7. Make the corresponding payment
Make the payment to the franchisor of an amount as an adhesion fee or entry fee into the franchise. The payment of these amounts is usually required in one go and definitively. That is, whatever the evolution of the franchise contract, the franchisor is not obliged to return these amounts.
Conclusions on the franchise agreement
All the information mentioned above will allow you to form a criterion to freely choose your membership in the franchise network of the brand that best suits you.
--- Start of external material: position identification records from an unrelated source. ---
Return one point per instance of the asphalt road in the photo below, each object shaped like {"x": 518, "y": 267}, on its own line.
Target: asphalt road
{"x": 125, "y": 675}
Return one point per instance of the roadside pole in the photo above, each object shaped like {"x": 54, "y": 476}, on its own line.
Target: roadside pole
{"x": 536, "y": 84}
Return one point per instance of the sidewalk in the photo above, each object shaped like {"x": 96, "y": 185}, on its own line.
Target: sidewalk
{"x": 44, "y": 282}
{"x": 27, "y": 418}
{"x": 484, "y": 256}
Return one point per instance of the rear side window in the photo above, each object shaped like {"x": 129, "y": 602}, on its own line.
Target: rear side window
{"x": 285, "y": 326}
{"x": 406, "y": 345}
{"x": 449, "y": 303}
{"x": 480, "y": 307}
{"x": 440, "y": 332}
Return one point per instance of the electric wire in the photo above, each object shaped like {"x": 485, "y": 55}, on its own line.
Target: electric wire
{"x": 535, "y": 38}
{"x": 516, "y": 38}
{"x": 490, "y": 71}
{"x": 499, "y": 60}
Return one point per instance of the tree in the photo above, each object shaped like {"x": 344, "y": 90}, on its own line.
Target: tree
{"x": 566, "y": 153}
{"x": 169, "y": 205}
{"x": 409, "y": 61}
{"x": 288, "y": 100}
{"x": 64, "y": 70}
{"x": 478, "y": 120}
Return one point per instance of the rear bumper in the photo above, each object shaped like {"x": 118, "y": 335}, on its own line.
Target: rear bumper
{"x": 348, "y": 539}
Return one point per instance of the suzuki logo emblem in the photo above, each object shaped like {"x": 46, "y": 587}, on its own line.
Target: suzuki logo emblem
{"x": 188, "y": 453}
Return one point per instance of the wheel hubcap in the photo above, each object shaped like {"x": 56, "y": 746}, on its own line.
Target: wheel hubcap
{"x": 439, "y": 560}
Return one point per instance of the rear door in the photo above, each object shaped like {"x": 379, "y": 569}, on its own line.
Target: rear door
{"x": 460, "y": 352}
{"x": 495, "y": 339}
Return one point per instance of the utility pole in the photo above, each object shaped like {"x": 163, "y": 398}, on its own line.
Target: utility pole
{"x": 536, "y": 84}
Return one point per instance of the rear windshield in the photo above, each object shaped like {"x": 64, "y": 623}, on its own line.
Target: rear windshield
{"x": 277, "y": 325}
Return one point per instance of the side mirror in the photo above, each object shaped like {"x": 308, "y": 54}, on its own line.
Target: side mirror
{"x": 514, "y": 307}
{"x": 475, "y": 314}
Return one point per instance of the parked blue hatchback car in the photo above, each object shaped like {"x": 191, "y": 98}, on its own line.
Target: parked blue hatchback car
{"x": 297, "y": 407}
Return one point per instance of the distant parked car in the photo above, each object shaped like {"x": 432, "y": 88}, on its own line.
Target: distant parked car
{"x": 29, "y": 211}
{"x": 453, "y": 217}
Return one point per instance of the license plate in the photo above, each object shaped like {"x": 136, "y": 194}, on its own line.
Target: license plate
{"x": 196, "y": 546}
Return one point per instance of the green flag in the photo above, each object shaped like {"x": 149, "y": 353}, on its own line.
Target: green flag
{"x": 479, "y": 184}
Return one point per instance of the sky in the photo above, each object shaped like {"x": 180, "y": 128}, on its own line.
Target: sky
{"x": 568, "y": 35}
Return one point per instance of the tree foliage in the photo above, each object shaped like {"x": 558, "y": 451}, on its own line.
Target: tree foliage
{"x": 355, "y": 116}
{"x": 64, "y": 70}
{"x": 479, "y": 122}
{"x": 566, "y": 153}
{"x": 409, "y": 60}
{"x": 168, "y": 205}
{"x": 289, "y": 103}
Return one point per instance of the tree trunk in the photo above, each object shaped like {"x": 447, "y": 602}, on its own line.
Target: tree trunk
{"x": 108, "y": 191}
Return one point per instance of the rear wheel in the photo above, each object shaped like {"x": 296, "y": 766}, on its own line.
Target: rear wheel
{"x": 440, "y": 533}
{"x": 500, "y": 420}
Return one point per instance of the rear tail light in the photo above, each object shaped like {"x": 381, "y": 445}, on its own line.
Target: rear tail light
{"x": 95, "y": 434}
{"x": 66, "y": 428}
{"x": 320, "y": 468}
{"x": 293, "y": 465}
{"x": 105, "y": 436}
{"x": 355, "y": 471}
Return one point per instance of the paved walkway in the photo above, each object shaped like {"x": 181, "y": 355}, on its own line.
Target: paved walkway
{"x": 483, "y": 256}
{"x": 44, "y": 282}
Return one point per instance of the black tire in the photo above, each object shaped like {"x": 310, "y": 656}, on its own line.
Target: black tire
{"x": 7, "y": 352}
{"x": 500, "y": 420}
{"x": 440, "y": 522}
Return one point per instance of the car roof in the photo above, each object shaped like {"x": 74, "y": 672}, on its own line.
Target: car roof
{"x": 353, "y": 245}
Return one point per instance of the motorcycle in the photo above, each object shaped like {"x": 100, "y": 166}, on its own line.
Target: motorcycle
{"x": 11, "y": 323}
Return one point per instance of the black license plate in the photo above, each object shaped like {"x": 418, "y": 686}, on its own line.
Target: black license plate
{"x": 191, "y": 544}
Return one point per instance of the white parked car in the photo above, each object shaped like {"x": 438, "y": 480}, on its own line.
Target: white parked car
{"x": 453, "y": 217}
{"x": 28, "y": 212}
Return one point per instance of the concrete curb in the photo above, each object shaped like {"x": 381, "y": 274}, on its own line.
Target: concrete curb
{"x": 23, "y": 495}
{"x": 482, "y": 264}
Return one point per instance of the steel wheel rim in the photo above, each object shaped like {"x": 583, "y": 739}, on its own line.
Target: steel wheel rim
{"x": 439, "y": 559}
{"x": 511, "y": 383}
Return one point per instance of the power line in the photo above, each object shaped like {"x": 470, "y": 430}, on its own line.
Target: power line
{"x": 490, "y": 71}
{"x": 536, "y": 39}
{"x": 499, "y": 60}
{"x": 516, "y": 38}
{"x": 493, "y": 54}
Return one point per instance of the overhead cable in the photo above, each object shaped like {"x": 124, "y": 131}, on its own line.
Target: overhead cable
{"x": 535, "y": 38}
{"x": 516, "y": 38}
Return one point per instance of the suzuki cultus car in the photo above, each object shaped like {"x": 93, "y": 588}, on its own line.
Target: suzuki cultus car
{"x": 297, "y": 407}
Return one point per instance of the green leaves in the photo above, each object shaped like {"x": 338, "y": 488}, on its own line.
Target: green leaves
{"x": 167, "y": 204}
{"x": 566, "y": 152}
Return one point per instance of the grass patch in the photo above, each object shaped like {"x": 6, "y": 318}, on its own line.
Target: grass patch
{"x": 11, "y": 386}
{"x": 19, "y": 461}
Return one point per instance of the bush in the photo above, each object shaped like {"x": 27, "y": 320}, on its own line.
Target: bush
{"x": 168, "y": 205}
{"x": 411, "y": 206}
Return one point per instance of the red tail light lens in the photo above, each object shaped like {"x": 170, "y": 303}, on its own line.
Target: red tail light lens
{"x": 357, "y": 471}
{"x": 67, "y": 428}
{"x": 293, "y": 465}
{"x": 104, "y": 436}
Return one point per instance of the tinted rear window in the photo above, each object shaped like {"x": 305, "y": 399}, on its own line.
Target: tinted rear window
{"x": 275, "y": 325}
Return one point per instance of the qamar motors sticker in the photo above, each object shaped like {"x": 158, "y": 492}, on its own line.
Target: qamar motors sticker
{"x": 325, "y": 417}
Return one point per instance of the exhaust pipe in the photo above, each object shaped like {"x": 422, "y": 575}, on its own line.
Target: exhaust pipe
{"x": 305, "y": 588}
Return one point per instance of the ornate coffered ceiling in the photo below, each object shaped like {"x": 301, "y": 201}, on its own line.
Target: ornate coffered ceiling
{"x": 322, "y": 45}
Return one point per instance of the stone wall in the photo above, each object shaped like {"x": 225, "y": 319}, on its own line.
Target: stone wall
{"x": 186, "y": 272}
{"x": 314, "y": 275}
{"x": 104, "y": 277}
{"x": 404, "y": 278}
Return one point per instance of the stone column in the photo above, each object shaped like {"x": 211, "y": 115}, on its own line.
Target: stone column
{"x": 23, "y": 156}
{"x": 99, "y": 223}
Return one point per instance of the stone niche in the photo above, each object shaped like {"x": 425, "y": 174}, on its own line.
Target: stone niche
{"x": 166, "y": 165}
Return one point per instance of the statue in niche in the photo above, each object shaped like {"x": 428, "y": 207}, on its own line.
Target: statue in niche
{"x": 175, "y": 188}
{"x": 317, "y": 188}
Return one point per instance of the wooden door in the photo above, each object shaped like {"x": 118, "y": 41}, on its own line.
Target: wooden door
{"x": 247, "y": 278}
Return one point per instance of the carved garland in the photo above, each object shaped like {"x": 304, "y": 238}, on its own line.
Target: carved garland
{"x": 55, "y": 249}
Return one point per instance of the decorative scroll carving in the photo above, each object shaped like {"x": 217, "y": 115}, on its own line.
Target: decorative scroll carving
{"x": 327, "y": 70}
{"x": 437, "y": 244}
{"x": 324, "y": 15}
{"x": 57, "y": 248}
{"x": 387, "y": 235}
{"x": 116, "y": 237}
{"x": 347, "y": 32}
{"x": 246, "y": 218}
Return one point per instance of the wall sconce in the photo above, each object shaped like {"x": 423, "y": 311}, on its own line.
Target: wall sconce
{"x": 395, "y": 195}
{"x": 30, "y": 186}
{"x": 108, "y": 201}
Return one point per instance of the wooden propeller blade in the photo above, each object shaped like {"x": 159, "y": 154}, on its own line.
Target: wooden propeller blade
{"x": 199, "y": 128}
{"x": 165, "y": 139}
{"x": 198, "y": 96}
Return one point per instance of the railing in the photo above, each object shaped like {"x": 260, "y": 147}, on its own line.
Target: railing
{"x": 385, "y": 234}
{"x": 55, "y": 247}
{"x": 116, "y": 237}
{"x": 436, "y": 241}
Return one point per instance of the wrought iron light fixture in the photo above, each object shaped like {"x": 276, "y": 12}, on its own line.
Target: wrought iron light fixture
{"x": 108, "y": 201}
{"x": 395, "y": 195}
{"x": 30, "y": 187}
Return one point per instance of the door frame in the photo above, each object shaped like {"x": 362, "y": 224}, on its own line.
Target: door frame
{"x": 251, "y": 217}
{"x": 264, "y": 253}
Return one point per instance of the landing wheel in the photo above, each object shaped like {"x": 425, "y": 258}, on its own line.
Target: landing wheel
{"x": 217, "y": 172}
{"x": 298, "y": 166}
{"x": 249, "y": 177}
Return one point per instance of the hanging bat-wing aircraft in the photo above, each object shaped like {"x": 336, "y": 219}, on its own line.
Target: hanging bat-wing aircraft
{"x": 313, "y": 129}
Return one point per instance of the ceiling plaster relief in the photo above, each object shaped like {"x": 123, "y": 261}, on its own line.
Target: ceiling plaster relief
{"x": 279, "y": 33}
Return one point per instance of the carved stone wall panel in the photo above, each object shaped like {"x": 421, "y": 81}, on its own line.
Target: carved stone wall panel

Thus, you will be able to assess in depth each and every one of the personal, economic, financial and legal circumstances that guarantee your success in operating the business.
Otherwise, your future as a franchisee may be flawed and the decision you make may have serious economic and personal consequences. Remember that the initial investments for a franchisee range between about €15,000 and €500,000, depending on the franchise’s activity and the franchising brand.
Taking all these aspects into account, you will be able to sign your franchise contract without any problem. Additionally, you will be guaranteed peace of mind knowing that if something goes wrong in the future, your law firm will be able to defend your case with all the tools and resources it needs to achieve a good defense.